Bu dönemde, felsefî akımlardan, materyalizm, pozitivizm ve mekanik evrimcilik ülkede, oldukça yayılmıştır. Materyalizmden etkilenenler içerisinde, Baha Tevfik (1881-1914), "Teceddüd-ü İlmî ve Edebî Kütüphanesi" (Bilim ve Felsefede Yenilik Kitaplığı)ni kurmuş ve buradan on bir cilt eser yayınlamıştır. Materyalist filozof Ernest Haeckel'in "Kainat'ın Muammaları" adlı eserinin çevirisini -ki bu eseri, dilimize, Memduh Süleyman kazandırmıştır- kendi çıkardığı Felsefe dergisinde yayınlamıştır. Baha Tevfik, Felsefe dergisinde,Kant hakkında, onun "Salt Aklın Kritiği" nin tahliline dayanan etraflı bir inceleme de yayınlamıştır. Baha Tevfik, yine bu dergide bir de "Felsefe Sözlüğü" tefrikası da yapmıştır. Bu sözlük de, Batı tipinde bir sözlük olması bakımından dikkate değerdir. Bütün yazıları, Baha Tevfik'in kaleme aldığı bu dergi, 1912'de yayınlanmaya başlamış, Türkiye'nin ilk felsefe dergisidir .

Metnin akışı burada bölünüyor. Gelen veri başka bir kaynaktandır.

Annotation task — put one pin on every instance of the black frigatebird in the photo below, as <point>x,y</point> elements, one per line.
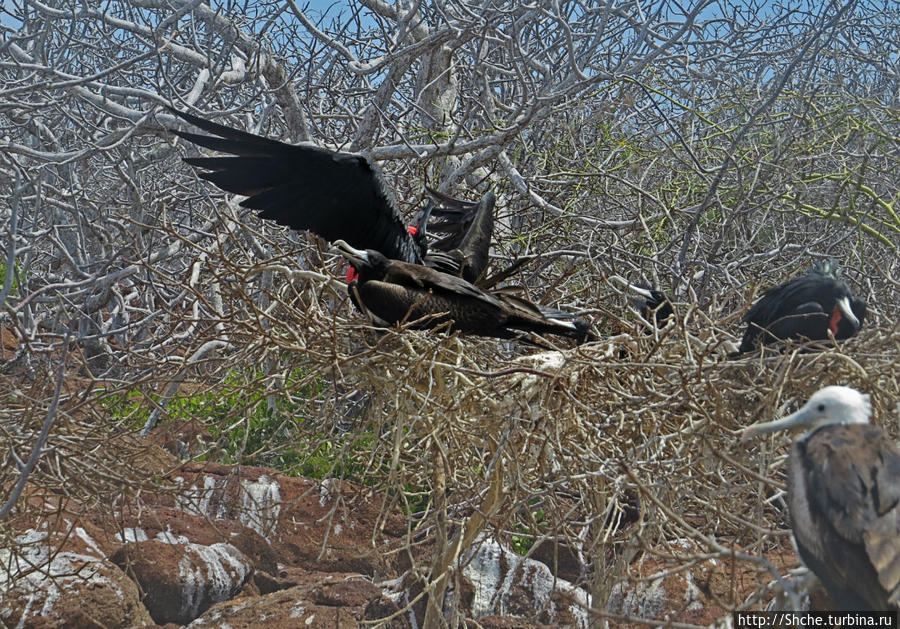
<point>343,198</point>
<point>338,195</point>
<point>806,307</point>
<point>844,496</point>
<point>394,291</point>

Baha Tevfik, bu dergide, amacını şöyle anlatmıştır: " Bizde bir felsefe dili yoktur. Ben bunu yapmaya çalışıyorum. Batı'nın üstünlüğü, felsefesinin üstünlüğü ile paraleldir". Balkan Savaşından sonra, yine felsefe ağırlıklı Zekâ dergisini çıkarmış ve Alfred Fouille'nin iki ciltlik "Felsefe Tarihi"ni, Ahmet Nebil ile birlikte dilimize kazandırmış ve yayınlamıştır. Bundan önce, sadece, Münif Paşa'nın, Ali Suavi'nin ve Ahmet Mithat'ın felsefe tarihine dair dağınık makaleleri ile Cevdet Paşa'nın kızı Fatma Aliye'nin İslâm filozof ve kelamcılarından son derece yüzeysel bir şekilde bahseden "Terâcim-i Ahvâl-i Felâsife" adlı küçük kitabı vardı.

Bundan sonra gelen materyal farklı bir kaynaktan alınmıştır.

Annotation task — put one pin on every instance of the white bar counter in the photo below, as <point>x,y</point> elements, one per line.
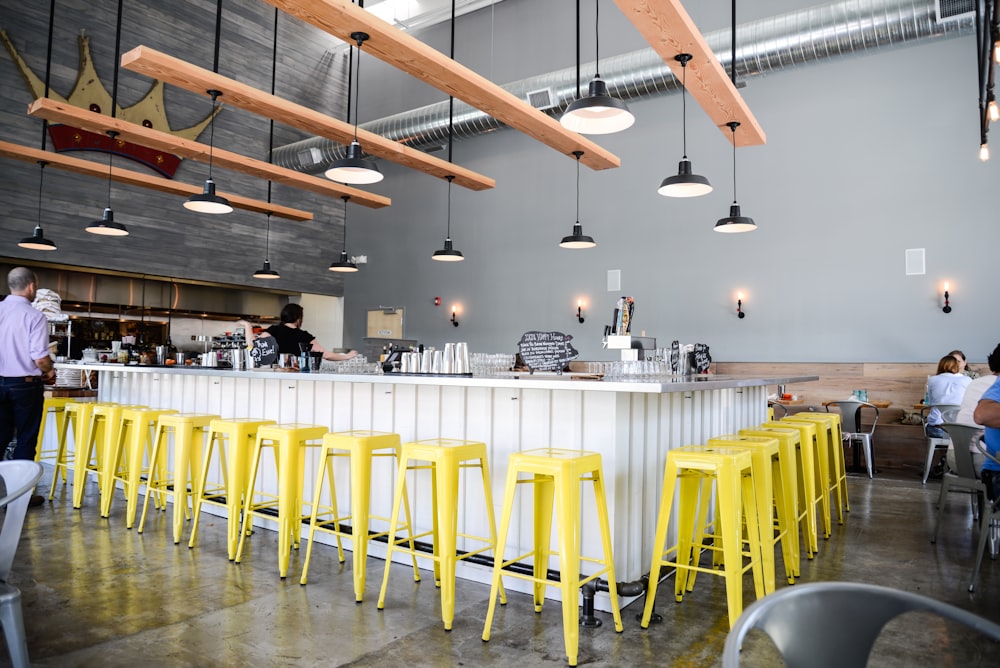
<point>631,423</point>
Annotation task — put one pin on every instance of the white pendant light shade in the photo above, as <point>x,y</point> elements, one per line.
<point>107,226</point>
<point>597,113</point>
<point>37,241</point>
<point>208,201</point>
<point>354,169</point>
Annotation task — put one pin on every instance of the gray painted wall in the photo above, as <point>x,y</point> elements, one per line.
<point>866,157</point>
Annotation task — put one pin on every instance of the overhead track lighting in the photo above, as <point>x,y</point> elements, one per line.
<point>355,169</point>
<point>37,241</point>
<point>207,201</point>
<point>685,183</point>
<point>344,264</point>
<point>577,239</point>
<point>735,222</point>
<point>597,113</point>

Baha Tevfik, bu hususta da önemli bir yenilik yapmış, büyük bir adım atmıştır. Bu eserin önsöz'ünde," filozofları anlamak için kendi görüş açınızı bırakarak, evreni, anlamak istediğiniz kimsenin açısından görebilmeniz lâzımdır" derken Baha Tevfik, esasında, felsefe tarihinin objektifliğine sâdık kalınması zorunluluğuna da dikkati çekmiştir. Baha Tevfik, bir yandan Felsefe dergisinde öğrencilere ve halka hitabeden makaleler kaleme almış ve yayınlamış, bir yandan da Ahmet Nebil ve Memduh Süleyman ile birlikte "Nietzsche" adlı küçük kitabını oluşturmuştur.

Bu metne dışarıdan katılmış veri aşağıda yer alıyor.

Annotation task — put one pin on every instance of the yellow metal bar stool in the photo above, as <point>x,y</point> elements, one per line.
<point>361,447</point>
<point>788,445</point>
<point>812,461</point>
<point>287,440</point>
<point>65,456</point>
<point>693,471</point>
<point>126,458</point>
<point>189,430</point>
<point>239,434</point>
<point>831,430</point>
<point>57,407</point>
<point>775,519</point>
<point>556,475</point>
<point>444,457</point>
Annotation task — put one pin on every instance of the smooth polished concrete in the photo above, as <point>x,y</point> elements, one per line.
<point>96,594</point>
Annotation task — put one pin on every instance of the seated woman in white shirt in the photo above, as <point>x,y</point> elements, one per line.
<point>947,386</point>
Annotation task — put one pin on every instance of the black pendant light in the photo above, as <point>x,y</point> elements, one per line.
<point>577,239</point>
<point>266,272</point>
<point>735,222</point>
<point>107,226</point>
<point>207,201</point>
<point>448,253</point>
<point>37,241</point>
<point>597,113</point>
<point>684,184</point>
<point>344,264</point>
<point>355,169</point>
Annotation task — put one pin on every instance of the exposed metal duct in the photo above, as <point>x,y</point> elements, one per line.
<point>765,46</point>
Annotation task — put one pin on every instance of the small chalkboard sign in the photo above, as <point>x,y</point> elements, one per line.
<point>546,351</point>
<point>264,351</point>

Teceddüd-i Felsefî serisinin dikkate değer bir kitabı da, Ernest Haeckel'in "Monisme" adlı konferansının Baha Tevfik ve Ahmet Nebil tarafından çevrilmesiyle oluşturulmuş olan ve materyalist felsefenin tezine uygun olarak, Tanrısız Pan naturisme'i destekleyen, dolayısıyla, hararetli tartışmalara yol açmış olan "Vahdet-i Mevcut" adlı kitaptır. 1809'da, İmmoralizm akımını da, ülkemizde, yine, Baha Tevfik temsil etmiştir.


Beşir Fuat da materyalist Büchner'den etkilenmiş ve onun "Madde ve Kuvvet" adlı kitabının felsefe dünyasında bir yenilik oluşturduğunu söylemiştir. Türkiye'de Diderot, Baron d'Holbach ve d'Alembert gibi düşünürlerin yazılarına ilk kez yer veren de yine Beşir Fuat olmuştur.

Pozitivist ve Naturalist felsefeden etkilenenler arasında ise, başta Rıza Tevfik, Mehmet Cavit ve Ahmet Şuayıp gelir. Bunlar, birlikte, 1908'de "Ulûm-u İktisadiye ve İçtimaiye" dergisini çıkartmışlardır. Bu dergi, ilk defa tam anlamıyla ülkemizde felsefî denebilecek bir hareket meydana getirmiştir. Bu dergide tanıtılan ve tartışılan pozitivist görüş, daha sonra, aydınlar arasında da yayılmıştır. Bu dergi sayesinde, felsefe ülke çapında yayılmıştır .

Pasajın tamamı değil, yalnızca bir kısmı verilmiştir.